2.2 Confidential Information. “Confidential Information” includes all information we disclose to you—regardless of form (written, oral, electronic, or otherwise)—that is (a) not generally known, and (b) reasonably understood to be confidential, including technical documentation, source code, trade secrets, business strategies, customer lists, test results, and any analyses or derivatives.
3. Obligations
3.1 Use Restriction. You agree to use Confidential Information only for the Purpose and not for any other purpose unless we grant prior written permission.
3.2 Non-Disclosure. You shall maintain Confidential Information in strict confidence and shall not disclose it to any third party, except to your employees or contractors who need to know it for the Purpose and are bound by confidentiality obligations at least as strict as those herein. You remain liable for any breach by such persons.
3.3 No Reverse Engineering. You shall not reverse-engineer, decompile, disassemble, or otherwise attempt to derive any underlying ideas or algorithms from any prototypes, software, or other technical materials we provide, unless expressly permitted in writing.
4. Exclusions
These obligations do not apply to information that you can demonstrate:
- (a) was lawfully known to you without a confidentiality obligation before disclosure;
- (b) becomes publicly known through no fault of yours;
- (c) was independently developed by you without reference to our Confidential Information; or
- (d) must be disclosed under law or binding order, provided you promptly notify us (if legally permitted) so that we may seek a protective order or other appropriate remedy.
5. Term and Duration
This Agreement is effective on the date you click “I AGREE” (the “Effective Date”) and remains valid for two (2) years thereafter. Any Confidential Information disclosed during this period remains subject to confidentiality obligations for the same 2-year term from the Effective Date.
6. Return or Destruction
Upon our written request or upon completion of the Purpose, you will promptly (within 14 days) destroy or return all Confidential Information, including copies or derivatives. You may retain one archival copy if required by law or standard backup procedures, provided it remains subject to the confidentiality obligations herein.

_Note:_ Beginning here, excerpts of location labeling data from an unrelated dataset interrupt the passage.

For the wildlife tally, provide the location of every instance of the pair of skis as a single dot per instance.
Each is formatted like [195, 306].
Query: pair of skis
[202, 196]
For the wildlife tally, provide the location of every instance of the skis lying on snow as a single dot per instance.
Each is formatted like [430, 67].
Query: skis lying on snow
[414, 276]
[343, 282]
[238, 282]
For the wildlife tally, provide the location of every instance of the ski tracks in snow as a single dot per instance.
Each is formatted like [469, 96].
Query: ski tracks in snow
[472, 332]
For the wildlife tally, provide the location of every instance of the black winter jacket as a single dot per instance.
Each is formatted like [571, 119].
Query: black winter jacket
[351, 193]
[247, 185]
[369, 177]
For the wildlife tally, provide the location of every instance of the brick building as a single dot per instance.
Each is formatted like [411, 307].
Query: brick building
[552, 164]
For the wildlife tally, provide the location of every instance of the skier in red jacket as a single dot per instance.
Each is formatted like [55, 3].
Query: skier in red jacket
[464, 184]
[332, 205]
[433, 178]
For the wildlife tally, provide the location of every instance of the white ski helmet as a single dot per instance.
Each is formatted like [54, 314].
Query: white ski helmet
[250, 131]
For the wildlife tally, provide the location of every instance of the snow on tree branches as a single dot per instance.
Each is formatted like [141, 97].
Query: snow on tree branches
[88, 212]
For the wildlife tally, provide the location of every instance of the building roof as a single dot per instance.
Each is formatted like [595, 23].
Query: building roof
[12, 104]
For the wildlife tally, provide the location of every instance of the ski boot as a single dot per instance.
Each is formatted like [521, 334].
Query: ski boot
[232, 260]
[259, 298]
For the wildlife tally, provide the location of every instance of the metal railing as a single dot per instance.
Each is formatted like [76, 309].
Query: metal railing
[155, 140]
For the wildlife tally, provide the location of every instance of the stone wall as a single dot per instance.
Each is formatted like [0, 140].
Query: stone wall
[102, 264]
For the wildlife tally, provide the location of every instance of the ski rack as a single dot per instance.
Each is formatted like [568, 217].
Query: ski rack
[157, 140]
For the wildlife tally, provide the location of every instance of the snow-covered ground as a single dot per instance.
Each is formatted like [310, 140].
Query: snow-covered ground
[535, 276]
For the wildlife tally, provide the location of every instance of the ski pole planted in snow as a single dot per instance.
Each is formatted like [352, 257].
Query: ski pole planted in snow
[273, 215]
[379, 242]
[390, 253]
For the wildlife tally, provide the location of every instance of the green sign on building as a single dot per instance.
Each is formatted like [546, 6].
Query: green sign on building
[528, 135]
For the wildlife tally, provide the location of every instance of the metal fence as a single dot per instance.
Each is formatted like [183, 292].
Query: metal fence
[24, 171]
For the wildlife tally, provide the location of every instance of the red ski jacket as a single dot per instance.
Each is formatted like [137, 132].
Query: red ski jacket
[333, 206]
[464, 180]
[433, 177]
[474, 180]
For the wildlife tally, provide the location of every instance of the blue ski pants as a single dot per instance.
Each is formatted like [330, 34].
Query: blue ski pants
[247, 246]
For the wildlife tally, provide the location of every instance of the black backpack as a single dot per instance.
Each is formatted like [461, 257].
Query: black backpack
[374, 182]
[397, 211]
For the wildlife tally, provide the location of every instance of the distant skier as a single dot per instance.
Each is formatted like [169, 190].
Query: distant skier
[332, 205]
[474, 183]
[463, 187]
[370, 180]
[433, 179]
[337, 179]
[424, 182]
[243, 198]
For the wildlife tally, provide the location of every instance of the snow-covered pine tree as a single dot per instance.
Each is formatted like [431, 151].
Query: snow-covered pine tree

7. No License or Additional Rights
All Confidential Information remains our exclusive property. No license or rights (including intellectual property rights) are granted or implied except for the limited right to use the Confidential Information solely for the Purpose.
8. Remedies
You acknowledge that any unauthorized use or disclosure of Confidential Information could cause irreparable harm to us, for which monetary damages may be inadequate. We may seek injunctive relief, damages, and any other remedies available under applicable law.
9. Governing Law and Jurisdiction
This Agreement is governed by and construed in accordance with German law, excluding its conflict-of-law principles and the U.N. Convention on Contracts for the International Sale of Goods (CISG). Any dispute arising from or in connection with this Agreement is subject to the exclusive jurisdiction of the courts of [City], Germany, and you irrevocably submit to such jurisdiction.
10. Contractual Penalty (Optional)
We may impose a contractual penalty of EUR [__] per breach, in addition to any other damages or remedies allowed by law. If such an amount is specified prior to your acceptance, it forms part of this Agreement.
11. Miscellaneous
11.1 Entire Agreement. This Agreement constitutes the entire understanding regarding confidentiality between you and us concerning the Purpose, superseding any prior agreements or discussions on this matter.
11.2 Severability. If any provision of this Agreement is deemed invalid or unenforceable, the remaining provisions remain in full force, and the invalid provision is replaced by a valid one reflecting the original intent as closely as possible.
11.3 No Waiver. Failure to enforce any provision does not constitute a waiver of that or any other provision.
11.4 Electronic Acceptance. Your click-through acceptance (“I AGREE”) constitutes a binding signature, and the date of that click is the Effective Date.
By clicking “I AGREE,” you confirm that you have read and understood these terms and agree to be legally bound by this Non-Disclosure Agreement. If you do not agree, you must not proceed.